The rotation of the Earth appears to be perfectly uniform, comparisons of the times of transits, eclipses, &c., point to a variation of less than 1⁄100th of a second since the time of Ptolemy. Theoretical investigations on the phenomena of tidal friction point, however, to a retardation, which may to some extent be diminished by the accelerations occasioned by the shrinkage of the globe, and some other factors difficult to evaluate (see [Tide]).

We now proceed to the secular variations.

Precession.—The axis of the earth does not preserve an invariable direction in space, but in a certain time it describes a cone, in much the same manner as the axis of a top spinning out of the vertical. The equator, which preserves approximately the same inclination to the ecliptic (there is a slight variation in the obliquity which we shall mention later), must move so that its intersections with the ecliptic, or equinoctial points, pass in a retrograde direction, i.e. opposite to that of the Earth. This motion is termed the precession of the equinoxes, and was observed by Hipparchus in the 2nd century B.C.; Ptolemy corrected the catalogue of Hipparchus for precession by adding 2° 40′ to the longitudes, the latitudes being unaltered by this motion, which at the present time is 50.26″ annually, the complete circuit being made in about 26,000 years. Owing to precession the signs of the zodiac are traversing paths through the constellations, or, in other words, the constellations are continually shifting with regard to the equinoctial points; at one time the vernal equinox Aries was in the constellations of that name; it is now in Pisces, and will then pass into Aquarius. The pole star, i.e. the star towards which the Earth’s axis points, is also shifting owing to precession; in about 2700 B.C. the Chinese observed α Draconis as the pole star (at present α Ursae minoris occupies this position and will do so until 3500); in 13600 Vega (α Lyrae) the brightest star in the Northern hemisphere, will be nearest.
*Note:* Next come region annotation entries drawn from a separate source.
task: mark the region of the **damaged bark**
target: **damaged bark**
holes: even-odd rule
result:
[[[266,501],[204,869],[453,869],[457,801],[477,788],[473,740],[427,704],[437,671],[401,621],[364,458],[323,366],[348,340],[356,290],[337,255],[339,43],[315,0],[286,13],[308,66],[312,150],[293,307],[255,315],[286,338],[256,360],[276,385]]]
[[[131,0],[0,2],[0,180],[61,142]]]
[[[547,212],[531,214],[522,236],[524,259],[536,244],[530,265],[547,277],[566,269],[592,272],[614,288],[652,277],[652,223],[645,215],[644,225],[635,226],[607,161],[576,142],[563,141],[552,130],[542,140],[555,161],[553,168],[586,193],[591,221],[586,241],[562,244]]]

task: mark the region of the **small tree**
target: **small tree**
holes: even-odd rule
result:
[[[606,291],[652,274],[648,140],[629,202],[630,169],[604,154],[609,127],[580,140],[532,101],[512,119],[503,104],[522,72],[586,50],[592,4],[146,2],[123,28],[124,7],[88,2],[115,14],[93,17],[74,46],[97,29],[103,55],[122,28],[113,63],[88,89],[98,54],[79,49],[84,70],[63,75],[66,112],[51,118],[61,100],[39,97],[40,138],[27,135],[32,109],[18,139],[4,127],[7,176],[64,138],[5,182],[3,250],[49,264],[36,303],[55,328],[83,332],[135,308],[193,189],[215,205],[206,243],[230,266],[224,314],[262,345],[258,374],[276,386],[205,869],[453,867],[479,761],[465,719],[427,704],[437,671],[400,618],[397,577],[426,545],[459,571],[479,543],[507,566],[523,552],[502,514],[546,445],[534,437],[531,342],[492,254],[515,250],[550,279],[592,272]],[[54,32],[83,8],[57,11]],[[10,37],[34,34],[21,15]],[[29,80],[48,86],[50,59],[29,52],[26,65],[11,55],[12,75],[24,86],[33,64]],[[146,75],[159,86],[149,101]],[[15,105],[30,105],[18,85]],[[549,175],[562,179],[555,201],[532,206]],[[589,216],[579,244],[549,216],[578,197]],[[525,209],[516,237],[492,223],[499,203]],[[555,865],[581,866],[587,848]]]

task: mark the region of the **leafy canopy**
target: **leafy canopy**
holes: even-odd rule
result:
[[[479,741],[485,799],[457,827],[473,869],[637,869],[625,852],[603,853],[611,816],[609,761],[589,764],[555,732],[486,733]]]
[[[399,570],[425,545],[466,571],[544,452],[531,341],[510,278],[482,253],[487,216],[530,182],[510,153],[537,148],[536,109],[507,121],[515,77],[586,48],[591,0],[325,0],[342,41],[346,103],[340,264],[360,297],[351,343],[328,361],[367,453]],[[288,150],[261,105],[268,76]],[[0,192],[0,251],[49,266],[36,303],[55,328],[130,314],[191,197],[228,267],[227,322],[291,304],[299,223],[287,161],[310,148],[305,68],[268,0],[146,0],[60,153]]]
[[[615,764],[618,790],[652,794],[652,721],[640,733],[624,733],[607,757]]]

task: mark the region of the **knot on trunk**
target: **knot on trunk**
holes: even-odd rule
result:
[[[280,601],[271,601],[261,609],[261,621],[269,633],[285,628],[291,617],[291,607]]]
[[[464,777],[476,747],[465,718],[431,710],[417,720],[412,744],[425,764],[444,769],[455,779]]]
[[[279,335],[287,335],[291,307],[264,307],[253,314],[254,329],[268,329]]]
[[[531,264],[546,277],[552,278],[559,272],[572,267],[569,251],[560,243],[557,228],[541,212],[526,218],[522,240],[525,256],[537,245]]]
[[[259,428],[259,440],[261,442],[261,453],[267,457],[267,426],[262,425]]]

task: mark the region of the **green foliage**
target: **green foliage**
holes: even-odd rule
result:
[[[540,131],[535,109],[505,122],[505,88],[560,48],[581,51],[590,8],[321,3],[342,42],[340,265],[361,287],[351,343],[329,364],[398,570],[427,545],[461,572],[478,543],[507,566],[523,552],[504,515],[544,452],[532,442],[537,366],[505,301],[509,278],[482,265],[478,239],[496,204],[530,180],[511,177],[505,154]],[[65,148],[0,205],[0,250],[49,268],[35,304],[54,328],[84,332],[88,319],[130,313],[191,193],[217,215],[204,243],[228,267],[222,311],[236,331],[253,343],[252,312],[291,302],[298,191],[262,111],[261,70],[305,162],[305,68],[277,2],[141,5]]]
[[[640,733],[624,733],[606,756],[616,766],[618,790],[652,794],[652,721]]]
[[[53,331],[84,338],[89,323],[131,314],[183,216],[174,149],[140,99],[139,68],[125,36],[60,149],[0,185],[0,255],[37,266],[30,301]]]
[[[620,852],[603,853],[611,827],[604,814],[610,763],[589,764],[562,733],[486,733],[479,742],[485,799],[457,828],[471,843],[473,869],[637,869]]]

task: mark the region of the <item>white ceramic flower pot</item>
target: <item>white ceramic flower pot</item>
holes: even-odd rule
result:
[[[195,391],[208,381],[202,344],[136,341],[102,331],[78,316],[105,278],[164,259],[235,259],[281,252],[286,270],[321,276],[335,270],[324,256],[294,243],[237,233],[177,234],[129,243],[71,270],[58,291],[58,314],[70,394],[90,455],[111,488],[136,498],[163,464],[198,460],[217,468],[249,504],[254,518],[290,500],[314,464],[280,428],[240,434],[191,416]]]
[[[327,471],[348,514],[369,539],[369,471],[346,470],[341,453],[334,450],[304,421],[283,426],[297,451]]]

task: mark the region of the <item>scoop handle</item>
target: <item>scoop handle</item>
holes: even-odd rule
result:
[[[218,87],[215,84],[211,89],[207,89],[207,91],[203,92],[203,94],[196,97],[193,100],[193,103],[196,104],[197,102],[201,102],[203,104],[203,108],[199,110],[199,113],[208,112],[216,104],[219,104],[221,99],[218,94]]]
Precession is the result of the Sun and the Moon’s attraction on the Earth not being a single force through its centre of gravity. If the Earth were a homogeneous sphere the attractions would act through the centre, and such forces would have no effect upon the rotation about the centre of gravity, but the Earth being spheroidal the equatorial band which stands up as it were beyond the surface of a sphere is more strongly attracted, with the result that the axis undergoes a tilting. The precession due to the Sun is termed the solar precession and that due to the Moon the lunar precession; the joint effect (two-thirds of which is due to the Moon) is the luni-solar precession. Solar precession is greatest at the solstices and zero at the equinoxes; the part of luni-solar precession due to the Moon varies with the position of the Moon in its orbit. The obliquity is unchanged by precession (see [Precession of the Equinoxes]).